L.A. Repertory and Offbeat: Every career has its ups and downs, and you might think that a filmmaker like Steven Spielberg, who's made some of the most commercially successful and critically lauded films of all time — many of them the same movies — would try to forget misfires like 1941, the shambling, uneasy star-studded World War II comedy he made in 1979. Though it at least recovered its costs, the film was a punching bag for critics and has been ungenerously remembered as a flop.

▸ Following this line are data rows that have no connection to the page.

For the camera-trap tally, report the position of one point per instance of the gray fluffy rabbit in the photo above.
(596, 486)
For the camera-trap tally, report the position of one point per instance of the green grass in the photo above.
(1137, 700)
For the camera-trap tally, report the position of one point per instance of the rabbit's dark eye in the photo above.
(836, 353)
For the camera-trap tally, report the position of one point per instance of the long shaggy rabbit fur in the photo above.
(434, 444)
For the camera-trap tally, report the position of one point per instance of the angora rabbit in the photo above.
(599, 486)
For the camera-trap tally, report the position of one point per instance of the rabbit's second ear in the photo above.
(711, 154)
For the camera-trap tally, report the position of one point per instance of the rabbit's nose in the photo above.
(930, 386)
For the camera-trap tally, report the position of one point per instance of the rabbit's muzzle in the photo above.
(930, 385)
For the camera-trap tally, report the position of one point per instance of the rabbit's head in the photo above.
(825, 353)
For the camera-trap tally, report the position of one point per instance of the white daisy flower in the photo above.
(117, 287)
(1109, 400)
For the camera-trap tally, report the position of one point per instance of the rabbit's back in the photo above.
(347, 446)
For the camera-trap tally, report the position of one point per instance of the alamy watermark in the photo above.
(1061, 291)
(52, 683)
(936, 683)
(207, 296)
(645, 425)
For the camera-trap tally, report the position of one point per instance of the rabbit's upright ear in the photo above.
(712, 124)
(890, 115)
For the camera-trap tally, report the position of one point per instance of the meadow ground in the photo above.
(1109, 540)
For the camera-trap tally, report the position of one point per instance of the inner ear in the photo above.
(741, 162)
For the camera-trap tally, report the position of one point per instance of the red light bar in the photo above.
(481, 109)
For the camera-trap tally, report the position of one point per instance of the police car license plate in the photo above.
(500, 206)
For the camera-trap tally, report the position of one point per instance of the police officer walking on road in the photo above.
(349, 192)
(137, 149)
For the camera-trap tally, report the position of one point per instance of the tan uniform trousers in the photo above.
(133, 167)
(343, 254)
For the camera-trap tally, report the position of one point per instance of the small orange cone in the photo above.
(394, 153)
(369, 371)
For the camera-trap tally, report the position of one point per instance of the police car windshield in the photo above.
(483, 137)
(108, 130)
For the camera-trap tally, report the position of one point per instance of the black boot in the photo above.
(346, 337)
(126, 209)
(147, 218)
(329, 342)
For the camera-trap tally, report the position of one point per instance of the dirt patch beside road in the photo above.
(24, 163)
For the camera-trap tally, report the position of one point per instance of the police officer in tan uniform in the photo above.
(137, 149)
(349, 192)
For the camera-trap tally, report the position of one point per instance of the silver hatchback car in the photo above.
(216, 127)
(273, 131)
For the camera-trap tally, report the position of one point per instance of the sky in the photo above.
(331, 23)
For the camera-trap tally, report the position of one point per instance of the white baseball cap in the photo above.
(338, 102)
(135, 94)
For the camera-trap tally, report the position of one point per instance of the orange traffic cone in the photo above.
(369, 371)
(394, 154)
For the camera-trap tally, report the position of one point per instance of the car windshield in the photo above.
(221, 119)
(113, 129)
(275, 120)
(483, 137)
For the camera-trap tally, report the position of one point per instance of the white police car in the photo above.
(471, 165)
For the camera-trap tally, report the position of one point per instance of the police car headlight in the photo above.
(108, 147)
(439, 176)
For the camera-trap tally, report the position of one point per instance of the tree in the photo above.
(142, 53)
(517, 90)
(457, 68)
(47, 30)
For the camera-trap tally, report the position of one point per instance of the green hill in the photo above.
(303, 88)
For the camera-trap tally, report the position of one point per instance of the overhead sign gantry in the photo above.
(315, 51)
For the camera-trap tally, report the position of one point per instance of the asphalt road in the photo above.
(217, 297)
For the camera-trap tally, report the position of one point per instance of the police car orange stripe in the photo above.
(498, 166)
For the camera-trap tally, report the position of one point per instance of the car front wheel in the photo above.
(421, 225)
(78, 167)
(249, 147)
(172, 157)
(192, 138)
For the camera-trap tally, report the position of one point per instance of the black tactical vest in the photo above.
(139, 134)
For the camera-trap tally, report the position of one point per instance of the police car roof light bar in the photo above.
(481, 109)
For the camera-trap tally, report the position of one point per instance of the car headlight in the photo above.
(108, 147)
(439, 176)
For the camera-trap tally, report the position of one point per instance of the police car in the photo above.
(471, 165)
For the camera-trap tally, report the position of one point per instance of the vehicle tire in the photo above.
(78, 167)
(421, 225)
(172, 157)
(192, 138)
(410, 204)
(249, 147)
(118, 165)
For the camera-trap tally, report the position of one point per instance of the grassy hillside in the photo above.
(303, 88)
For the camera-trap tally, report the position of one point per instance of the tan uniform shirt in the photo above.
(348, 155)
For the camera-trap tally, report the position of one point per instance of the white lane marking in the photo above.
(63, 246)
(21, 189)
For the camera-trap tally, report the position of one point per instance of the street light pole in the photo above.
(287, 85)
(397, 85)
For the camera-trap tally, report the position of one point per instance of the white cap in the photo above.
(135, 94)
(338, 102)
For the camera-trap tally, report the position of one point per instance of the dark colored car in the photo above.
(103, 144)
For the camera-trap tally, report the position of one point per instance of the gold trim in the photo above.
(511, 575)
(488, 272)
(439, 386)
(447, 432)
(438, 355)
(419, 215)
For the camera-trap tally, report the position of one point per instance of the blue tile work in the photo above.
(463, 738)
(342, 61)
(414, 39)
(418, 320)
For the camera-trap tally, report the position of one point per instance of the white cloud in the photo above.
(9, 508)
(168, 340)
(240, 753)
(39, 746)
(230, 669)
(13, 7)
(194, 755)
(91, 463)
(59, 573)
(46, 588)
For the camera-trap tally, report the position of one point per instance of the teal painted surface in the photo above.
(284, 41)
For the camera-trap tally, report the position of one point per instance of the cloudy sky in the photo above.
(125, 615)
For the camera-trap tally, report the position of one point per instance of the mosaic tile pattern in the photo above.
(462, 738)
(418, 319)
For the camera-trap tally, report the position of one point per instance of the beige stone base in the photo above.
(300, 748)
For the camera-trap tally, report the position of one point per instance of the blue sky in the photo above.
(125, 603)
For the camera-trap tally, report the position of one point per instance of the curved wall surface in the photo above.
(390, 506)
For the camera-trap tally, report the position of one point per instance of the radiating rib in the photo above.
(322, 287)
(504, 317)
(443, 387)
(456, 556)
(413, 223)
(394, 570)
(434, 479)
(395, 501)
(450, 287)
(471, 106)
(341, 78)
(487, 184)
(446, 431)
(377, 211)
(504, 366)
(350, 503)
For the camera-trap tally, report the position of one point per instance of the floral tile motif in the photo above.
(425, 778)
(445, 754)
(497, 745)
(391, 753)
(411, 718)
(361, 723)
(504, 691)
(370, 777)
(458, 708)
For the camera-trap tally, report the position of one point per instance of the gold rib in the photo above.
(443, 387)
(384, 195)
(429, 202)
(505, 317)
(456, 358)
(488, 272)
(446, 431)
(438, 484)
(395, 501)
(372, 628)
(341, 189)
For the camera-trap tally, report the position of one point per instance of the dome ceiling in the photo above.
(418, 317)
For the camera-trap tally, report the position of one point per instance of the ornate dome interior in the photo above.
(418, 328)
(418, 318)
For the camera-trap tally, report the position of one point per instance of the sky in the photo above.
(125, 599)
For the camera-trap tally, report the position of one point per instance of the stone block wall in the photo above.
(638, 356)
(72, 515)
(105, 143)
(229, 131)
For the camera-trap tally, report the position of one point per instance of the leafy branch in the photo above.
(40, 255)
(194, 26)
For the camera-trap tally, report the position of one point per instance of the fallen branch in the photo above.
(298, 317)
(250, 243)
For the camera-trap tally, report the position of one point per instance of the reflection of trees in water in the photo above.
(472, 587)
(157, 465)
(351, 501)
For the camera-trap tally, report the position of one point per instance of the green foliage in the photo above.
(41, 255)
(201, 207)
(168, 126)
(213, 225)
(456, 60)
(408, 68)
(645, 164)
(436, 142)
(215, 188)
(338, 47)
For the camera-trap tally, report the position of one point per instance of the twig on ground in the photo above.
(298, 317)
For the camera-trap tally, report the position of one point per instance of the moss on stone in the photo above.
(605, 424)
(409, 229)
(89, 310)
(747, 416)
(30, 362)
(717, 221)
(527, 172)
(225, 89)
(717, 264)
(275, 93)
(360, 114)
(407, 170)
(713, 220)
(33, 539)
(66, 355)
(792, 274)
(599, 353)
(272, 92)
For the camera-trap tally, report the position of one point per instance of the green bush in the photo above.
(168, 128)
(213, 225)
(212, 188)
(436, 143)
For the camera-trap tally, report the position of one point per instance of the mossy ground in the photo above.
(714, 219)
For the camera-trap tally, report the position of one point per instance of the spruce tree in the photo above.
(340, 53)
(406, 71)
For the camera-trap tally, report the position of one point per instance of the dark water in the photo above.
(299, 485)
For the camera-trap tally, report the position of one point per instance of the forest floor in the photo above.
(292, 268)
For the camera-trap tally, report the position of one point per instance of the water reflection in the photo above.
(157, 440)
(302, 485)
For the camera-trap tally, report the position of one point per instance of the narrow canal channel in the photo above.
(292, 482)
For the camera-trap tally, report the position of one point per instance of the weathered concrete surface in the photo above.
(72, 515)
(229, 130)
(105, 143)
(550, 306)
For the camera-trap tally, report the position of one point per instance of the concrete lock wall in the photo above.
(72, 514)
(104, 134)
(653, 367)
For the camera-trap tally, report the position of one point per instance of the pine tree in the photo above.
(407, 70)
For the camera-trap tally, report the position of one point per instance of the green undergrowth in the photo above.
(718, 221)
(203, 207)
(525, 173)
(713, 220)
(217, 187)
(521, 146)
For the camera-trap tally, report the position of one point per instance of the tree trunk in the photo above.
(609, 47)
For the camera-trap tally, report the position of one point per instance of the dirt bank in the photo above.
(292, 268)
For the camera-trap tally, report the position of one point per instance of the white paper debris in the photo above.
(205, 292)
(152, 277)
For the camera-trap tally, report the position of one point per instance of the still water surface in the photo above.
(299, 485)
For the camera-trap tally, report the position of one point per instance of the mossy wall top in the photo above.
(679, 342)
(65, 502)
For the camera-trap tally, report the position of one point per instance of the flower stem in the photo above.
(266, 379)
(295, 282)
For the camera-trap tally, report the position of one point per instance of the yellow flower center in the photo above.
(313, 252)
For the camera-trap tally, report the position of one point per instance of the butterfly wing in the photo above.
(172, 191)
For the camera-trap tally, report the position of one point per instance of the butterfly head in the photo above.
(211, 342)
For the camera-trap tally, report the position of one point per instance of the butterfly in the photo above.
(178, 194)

Still, 1941 has enjoyed a healthy cult reputation, and growing fan base, over the years. After it was pruned for theatrical release, Spielberg's preferred cut of the film made it to home video, and a recent restoration of that longer version for Blu-ray release led the director to request that the film be once again be made available for exhibition, according to the Los Angeles TimesThis Sunday's screening at the Egyptian Theatre represents the world premiere of the film's "extended edition." Actors Tim Matheson, Nancy Allen and Dianne Kay are slated to attend along with producer Buzz Feitshans, miniatures supervisor Gregory Jein and co-screenwriter Bob Gale.

Trailer NSFW.

New York Repertory and Offbeat: Fans of giallo, that Italian subgenre of often-gory and/or erotic murder mysteries, already know the Anthology Film Archives kicks off its new film series The Killer Must Kill Again!: Giallo Fever, Part 2 this weekend with tonight's screening's of 35mm prints of director Dario Argento's classic thriller Tenebrae and Mario Bava's hugely influential 1971 slasher film A Bay of Blood. Meanwhile, even though we covered the ongoing Required Viewing: Mad Men's Movie Influences film series at the Museum of the Moving Image in Queens last week, it's worth pointing out Saturday afternoon's screening of a rare 35mm IB Technicolor print of Alfred Hitchcock's Vertigo, which recently deposed Citizen Kane on top of the influential Sight & Sound critics' poll of the greatest films ever made.